ISA 560 Subsequent Events deals with this issue.
1. Auditors should perform procedures designed to obtain sufficient appropriate audit evidence that all material subsequent events up to the date of the audit report which require adjustment or disclosure in the financial statements have been properly made.
2. If matters requiring adjustment or disclosure are discovered after the date of the audit report but before the financial statements are issued, or even after they have been presented, auditors should ascertain whether and how any necessary changes are to be made to the financial statements.
3. The decision as to whether financial statements should be changed is that of the directors.

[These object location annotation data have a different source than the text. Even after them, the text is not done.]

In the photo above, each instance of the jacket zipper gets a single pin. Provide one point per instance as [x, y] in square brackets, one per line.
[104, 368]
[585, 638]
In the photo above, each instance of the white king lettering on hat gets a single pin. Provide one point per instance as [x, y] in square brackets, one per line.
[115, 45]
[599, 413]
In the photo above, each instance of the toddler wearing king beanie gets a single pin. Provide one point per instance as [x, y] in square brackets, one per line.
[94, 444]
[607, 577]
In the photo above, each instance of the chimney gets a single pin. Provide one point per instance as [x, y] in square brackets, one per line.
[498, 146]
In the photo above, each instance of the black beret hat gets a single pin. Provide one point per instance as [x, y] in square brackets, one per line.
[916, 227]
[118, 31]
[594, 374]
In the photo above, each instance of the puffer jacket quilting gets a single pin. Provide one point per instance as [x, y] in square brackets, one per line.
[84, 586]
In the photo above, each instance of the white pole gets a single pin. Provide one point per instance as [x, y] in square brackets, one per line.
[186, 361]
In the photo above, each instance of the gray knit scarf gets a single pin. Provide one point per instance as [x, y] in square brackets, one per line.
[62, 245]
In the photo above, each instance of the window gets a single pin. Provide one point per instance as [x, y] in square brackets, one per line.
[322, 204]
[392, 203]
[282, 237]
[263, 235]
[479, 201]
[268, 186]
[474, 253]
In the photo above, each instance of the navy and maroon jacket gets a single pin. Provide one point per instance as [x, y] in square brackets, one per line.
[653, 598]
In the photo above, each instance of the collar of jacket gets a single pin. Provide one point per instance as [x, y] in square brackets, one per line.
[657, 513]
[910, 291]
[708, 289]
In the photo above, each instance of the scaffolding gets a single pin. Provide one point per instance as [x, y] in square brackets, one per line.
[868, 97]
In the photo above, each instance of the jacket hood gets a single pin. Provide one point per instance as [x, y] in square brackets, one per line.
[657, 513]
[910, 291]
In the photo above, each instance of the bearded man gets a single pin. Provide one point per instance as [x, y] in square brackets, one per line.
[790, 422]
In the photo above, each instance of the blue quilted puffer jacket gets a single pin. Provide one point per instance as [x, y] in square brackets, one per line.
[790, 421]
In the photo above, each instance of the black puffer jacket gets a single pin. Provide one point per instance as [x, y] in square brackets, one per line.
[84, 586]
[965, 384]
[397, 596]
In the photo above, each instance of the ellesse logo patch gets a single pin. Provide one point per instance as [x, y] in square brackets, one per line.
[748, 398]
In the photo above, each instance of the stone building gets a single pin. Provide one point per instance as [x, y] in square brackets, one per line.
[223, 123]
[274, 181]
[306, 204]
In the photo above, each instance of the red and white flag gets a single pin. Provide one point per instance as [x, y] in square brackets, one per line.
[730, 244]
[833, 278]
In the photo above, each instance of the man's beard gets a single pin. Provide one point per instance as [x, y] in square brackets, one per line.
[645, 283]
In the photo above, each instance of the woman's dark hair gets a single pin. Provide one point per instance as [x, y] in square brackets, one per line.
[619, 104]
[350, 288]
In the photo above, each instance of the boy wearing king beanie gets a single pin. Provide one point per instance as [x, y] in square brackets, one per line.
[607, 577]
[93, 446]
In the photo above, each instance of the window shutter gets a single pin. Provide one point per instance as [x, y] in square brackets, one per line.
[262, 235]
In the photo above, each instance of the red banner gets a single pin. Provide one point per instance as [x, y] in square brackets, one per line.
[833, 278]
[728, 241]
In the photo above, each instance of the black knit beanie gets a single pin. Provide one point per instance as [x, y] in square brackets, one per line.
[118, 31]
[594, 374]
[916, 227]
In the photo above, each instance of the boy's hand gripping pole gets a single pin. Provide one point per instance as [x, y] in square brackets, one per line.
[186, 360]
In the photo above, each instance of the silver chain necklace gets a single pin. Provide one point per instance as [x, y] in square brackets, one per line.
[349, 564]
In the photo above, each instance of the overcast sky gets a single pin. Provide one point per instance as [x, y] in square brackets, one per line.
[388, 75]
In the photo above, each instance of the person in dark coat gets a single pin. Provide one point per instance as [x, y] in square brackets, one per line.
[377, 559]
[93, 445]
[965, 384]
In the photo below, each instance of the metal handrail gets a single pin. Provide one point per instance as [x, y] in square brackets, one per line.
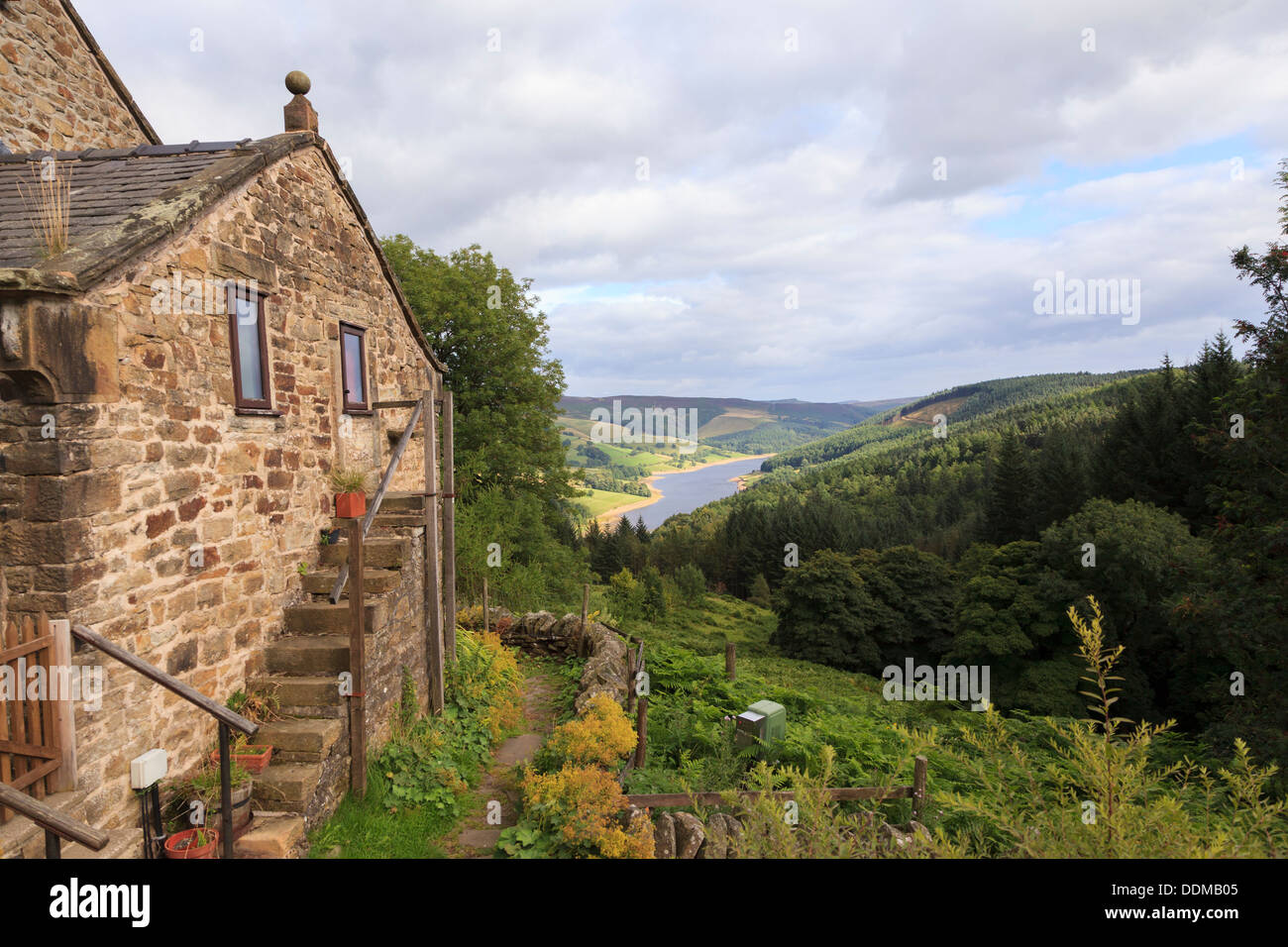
[155, 674]
[380, 492]
[228, 720]
[56, 825]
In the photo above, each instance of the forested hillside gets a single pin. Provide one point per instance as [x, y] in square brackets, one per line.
[961, 403]
[965, 538]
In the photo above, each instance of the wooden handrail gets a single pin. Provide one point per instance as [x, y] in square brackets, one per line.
[53, 821]
[156, 676]
[380, 496]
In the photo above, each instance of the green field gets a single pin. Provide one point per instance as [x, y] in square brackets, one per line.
[603, 500]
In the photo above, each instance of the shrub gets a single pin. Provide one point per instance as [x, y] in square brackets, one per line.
[691, 582]
[653, 602]
[430, 762]
[576, 813]
[814, 827]
[600, 737]
[1107, 796]
[625, 594]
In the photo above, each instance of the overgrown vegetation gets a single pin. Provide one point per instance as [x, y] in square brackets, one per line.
[572, 804]
[419, 781]
[1000, 785]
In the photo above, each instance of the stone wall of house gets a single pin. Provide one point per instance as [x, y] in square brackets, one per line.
[55, 91]
[174, 526]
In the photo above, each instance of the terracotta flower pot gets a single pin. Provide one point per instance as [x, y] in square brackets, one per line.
[254, 759]
[184, 844]
[351, 505]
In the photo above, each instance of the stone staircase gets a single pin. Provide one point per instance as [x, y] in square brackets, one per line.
[309, 772]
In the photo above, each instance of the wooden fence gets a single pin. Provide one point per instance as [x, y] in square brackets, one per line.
[917, 791]
[37, 737]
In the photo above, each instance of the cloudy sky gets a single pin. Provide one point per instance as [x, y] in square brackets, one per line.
[827, 200]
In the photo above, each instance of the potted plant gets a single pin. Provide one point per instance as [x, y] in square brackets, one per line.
[258, 709]
[351, 497]
[193, 843]
[206, 787]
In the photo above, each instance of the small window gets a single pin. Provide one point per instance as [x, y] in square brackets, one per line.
[249, 339]
[353, 368]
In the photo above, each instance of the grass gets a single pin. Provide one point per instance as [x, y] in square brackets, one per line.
[875, 741]
[376, 827]
[603, 500]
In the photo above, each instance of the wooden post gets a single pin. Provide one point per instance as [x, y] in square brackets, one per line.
[630, 680]
[433, 591]
[918, 788]
[226, 789]
[585, 612]
[357, 659]
[449, 527]
[640, 732]
[64, 711]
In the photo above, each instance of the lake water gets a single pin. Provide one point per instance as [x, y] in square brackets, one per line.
[687, 489]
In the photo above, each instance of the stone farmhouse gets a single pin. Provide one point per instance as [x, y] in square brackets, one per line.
[218, 330]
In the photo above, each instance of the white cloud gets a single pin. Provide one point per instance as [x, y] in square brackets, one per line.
[773, 169]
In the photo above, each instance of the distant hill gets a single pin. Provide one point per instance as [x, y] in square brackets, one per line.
[742, 424]
[958, 405]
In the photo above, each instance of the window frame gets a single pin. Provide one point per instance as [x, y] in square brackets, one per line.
[355, 407]
[241, 402]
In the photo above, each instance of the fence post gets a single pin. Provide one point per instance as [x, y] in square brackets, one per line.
[64, 711]
[585, 612]
[433, 592]
[450, 526]
[640, 732]
[357, 659]
[918, 788]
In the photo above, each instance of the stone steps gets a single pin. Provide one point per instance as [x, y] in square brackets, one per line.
[270, 838]
[402, 502]
[375, 581]
[326, 618]
[287, 787]
[377, 552]
[300, 741]
[309, 656]
[303, 696]
[310, 755]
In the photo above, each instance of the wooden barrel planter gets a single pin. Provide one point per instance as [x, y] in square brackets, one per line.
[185, 844]
[241, 809]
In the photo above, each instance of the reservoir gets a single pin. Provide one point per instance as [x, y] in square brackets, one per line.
[687, 489]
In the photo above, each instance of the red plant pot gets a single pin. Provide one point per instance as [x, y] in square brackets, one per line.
[184, 844]
[254, 759]
[351, 505]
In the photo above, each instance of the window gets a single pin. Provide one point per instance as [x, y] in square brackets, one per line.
[353, 368]
[249, 341]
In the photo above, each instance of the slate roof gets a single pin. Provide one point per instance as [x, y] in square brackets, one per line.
[125, 200]
[106, 187]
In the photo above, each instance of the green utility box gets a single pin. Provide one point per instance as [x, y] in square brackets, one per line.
[763, 720]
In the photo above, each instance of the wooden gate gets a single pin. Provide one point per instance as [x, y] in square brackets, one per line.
[34, 732]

Auditors cannot ‗change their minds‘ once the audit report has been signed but if new
financial statements are issued they can issue a new audit report which should make reference to the previous financial statements and audit report.
4. If auditors consider that the financial statements contain material errors or are misleading, they may exercise an right to speak at general meetings and to make written representations to members.
5. If matters are discovered long after the financial statements have been issued, it is common to deal with the matter as a prior period adjustment in the subsequent financial statements. 14
(ii) Subsequent events review procedures
1. These include making enquiries of management as to how they have ensured that subsequent events have been identified, although it is likely that in this case the company will rely on the audit firm to help them with this.
2. Auditors will read the minutes of management, shareholders and other meetings and review relevant accounting records. In this case, they are likely to review any budgets or cash flow forecasts. It is likely that these will have been prepared as a result of the negotiations with the bank.
3. In the case of Sunrise, the auditors are likely to enquire as to the possibility of any new share or loan issue to fund the expansion which may require disclosure. They may also enquire as to any significant changes in the property market that might (if the supermarket properties are carried at valuation) require either disclosure or adjustment in the accounts.
4. Auditors will also consider the need for disclosure of significant leasing transactions occurring early in the following year.